With atheists ranked among the fastest growing minorities, and with “spiritual but not religious” being the fastest growing religious demographic in the U.S., the Pew findings appear somewhat counterintuitive. The answer to this disconnect may lie in the atheist movement’s failure to provide a moral narrative for the economic and social realities that ail your everyday American.

By design of our corporate ruling elite, the economy is not getting any better for the working and middle class. Everyday Americans face crippling debt, bank foreclosures, medical bankruptcies, eroded savings, and stagnant or poverty level wages, and our levels of food insecurity resemble countries like Indonesia and Tanzania, rather than OECD nations like Canada and Australia. The retirement age continues to climb, and there’s no guarantee Social Security will be there for those who reach it. The existential questions that a warming planet asks remain unanswered, courtesy of a political class awash with corporate cash. Across this bleak backdrop America slides into a expanding war in the Middle East, and another potential Cold War in Europe.

These are the sins of unfettered capitalism, and for those who find themselves left broken in its wake, religion becomes the balm. Tragically, movement atheism has failed to offer a soothing alternative.

Google any combination of the following keywords -- “atheists for the environment,” “atheists for economic equality,” “atheists for racial and gender equality,” “atheists for ending poverty,” “atheists for world peace,” “atheists against resource motivated wars,” etc.  – and you come up with nothing. In other words, the some 2,000 atheist groups and organizations in this country are almost wholly silent on the moral issues that affect Americans the most.

The surest way to defeat religious extremism is to defeat free-market extremism, which is something movement atheism seems to overlook in its march to evangelize secular reason and freethought. “By failing to pursue the critique of religion into the sanctum of global capitalism itself, by reducing discussion of morality to a vapid form of well-being and personal security, and by failing to advocate alternate forms of virtuous community -- all in the name of "reason" – they [movement atheists] end up providing the pathologies of capitalism with a veneer of "commonsense" rationality,” writes Scott Stevens, the Religion and Ethics editor for Australia’s public television network.

While the movement rightfully lauds the accomplishments of science advancement and evidence-based reasoning, the deification of science itself is not enough. “Technology and science, though they are cumulative and have improved, in many ways, the lives of people within the industrialized nations, have also unleashed the most horrific forms of violence and death, and let’s not forget, environmental degradation, in human history.
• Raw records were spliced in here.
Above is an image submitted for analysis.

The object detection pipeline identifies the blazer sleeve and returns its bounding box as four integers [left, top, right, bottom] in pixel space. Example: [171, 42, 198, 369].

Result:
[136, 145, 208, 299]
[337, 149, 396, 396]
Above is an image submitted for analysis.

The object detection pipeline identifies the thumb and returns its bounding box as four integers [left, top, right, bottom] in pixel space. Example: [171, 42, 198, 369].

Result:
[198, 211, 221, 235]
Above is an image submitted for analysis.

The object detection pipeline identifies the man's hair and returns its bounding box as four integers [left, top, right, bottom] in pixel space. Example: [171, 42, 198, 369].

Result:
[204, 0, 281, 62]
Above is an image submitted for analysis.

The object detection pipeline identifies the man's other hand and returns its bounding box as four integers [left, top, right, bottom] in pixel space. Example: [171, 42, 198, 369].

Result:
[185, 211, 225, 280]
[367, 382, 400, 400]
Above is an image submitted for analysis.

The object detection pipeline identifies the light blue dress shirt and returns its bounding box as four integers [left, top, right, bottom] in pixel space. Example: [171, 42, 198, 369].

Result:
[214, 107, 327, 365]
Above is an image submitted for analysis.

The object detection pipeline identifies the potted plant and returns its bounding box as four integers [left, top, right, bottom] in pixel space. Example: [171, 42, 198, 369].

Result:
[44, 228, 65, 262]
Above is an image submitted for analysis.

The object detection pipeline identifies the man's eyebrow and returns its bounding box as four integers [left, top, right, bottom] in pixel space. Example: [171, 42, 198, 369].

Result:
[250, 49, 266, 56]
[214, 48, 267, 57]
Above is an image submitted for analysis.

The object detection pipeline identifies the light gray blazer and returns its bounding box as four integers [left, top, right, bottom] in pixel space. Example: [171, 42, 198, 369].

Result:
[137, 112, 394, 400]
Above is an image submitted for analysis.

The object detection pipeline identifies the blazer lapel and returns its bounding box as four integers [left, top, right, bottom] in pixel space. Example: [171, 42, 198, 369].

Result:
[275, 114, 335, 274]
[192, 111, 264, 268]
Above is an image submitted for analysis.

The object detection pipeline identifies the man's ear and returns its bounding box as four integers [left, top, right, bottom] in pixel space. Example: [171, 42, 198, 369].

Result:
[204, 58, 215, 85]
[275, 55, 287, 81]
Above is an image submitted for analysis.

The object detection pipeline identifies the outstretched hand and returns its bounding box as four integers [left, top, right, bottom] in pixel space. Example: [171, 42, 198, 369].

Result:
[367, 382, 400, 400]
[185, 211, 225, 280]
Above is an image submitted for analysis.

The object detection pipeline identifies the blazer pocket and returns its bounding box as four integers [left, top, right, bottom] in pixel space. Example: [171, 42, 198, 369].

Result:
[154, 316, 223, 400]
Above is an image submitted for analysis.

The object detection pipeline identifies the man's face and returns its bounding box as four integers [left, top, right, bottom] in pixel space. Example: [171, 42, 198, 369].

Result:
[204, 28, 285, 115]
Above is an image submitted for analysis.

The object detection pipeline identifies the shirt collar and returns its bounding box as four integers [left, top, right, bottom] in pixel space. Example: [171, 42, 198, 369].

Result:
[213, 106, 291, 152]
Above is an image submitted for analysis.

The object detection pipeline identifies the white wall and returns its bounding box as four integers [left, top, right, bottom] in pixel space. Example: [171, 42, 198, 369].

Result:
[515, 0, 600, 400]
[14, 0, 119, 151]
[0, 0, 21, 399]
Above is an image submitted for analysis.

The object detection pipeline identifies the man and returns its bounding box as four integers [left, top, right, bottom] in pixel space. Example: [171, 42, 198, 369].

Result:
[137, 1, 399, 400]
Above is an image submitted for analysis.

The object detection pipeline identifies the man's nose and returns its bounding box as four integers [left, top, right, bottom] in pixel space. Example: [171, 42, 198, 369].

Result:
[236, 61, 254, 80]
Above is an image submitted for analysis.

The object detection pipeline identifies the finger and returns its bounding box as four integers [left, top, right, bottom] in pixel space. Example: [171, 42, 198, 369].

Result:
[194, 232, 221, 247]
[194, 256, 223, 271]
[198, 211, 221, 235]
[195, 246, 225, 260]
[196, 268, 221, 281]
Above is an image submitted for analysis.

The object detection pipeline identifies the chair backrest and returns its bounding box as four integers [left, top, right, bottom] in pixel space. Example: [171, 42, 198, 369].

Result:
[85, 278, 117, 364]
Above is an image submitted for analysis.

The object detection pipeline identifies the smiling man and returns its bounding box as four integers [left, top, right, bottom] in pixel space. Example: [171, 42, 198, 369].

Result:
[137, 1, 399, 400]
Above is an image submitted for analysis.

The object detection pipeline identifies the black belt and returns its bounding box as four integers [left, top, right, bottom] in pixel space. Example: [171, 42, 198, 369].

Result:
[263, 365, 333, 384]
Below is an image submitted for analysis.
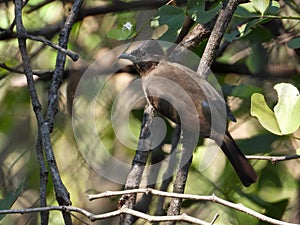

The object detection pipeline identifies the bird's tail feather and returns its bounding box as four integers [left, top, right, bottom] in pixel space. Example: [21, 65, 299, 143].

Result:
[221, 131, 257, 187]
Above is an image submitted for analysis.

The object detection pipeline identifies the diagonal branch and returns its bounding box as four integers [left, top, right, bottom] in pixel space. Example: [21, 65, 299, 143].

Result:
[197, 0, 242, 79]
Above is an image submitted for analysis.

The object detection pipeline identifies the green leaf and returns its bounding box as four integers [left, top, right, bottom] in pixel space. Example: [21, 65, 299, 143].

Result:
[250, 93, 281, 135]
[151, 5, 185, 42]
[287, 37, 300, 48]
[252, 0, 270, 16]
[107, 13, 136, 41]
[186, 0, 222, 24]
[230, 84, 261, 99]
[274, 83, 300, 134]
[251, 83, 300, 135]
[0, 179, 25, 221]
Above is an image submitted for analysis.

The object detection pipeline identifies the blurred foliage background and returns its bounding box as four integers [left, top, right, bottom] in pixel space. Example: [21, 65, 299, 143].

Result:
[0, 0, 300, 225]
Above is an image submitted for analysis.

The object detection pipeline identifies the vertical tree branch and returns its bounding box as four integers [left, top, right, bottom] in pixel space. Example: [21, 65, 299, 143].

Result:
[197, 0, 241, 79]
[165, 0, 241, 225]
[36, 132, 49, 225]
[119, 105, 154, 225]
[165, 130, 195, 225]
[15, 0, 82, 225]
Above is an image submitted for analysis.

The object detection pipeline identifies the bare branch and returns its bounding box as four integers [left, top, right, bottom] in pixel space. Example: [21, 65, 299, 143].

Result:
[197, 0, 241, 79]
[0, 206, 212, 225]
[88, 188, 296, 225]
[246, 154, 300, 164]
[22, 34, 79, 62]
[119, 104, 154, 224]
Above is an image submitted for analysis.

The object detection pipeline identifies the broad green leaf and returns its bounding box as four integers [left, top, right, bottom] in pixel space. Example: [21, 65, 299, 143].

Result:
[186, 0, 222, 24]
[224, 0, 280, 42]
[274, 83, 300, 135]
[234, 0, 280, 19]
[250, 93, 281, 135]
[107, 13, 136, 41]
[252, 0, 270, 16]
[151, 5, 185, 42]
[287, 37, 300, 48]
[0, 180, 25, 221]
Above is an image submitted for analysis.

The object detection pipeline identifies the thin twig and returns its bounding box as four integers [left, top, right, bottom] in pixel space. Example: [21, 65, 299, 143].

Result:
[0, 206, 211, 225]
[246, 154, 300, 164]
[23, 33, 79, 62]
[88, 188, 296, 225]
[197, 0, 241, 79]
[119, 104, 154, 225]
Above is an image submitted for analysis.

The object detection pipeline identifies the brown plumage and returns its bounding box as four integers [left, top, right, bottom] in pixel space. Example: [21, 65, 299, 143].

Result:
[119, 41, 257, 186]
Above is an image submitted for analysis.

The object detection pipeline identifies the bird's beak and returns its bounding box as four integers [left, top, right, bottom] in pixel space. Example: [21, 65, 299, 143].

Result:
[118, 53, 137, 63]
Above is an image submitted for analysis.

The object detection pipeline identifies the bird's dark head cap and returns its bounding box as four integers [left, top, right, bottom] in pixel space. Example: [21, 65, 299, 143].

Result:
[118, 40, 164, 63]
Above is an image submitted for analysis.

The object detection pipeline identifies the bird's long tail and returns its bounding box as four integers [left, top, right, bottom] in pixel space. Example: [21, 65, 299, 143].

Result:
[221, 131, 257, 187]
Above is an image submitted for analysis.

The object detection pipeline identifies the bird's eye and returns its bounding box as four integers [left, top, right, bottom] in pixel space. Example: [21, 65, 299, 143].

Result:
[141, 50, 147, 57]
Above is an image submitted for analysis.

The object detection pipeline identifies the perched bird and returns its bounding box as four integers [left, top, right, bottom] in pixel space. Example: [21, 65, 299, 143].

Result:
[119, 40, 257, 186]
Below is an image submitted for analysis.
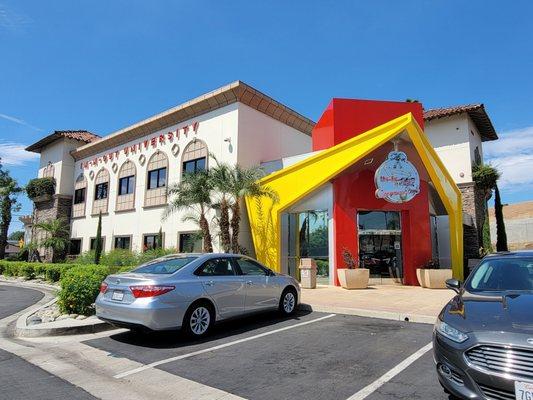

So, there’s nothing intrinsically moral about science. Science is morally neutral. It serves the good and the bad,” says Hedges.

The atheist movement caught fire in the first decade of the new century. Many were drawn to it due to legitimate anger toward the overzealousness of the Christian right, the crimes of the Catholic Church and the intolerance of religious Americans toward non-believers. While the movement has produced a number of great thought leaders, has harnessed a sense of community for victims of religious discrimination and has been a willing defender of the wall that separates church and state, it must move beyond being little more than a moral statement that says, “We are atheists for atheists.”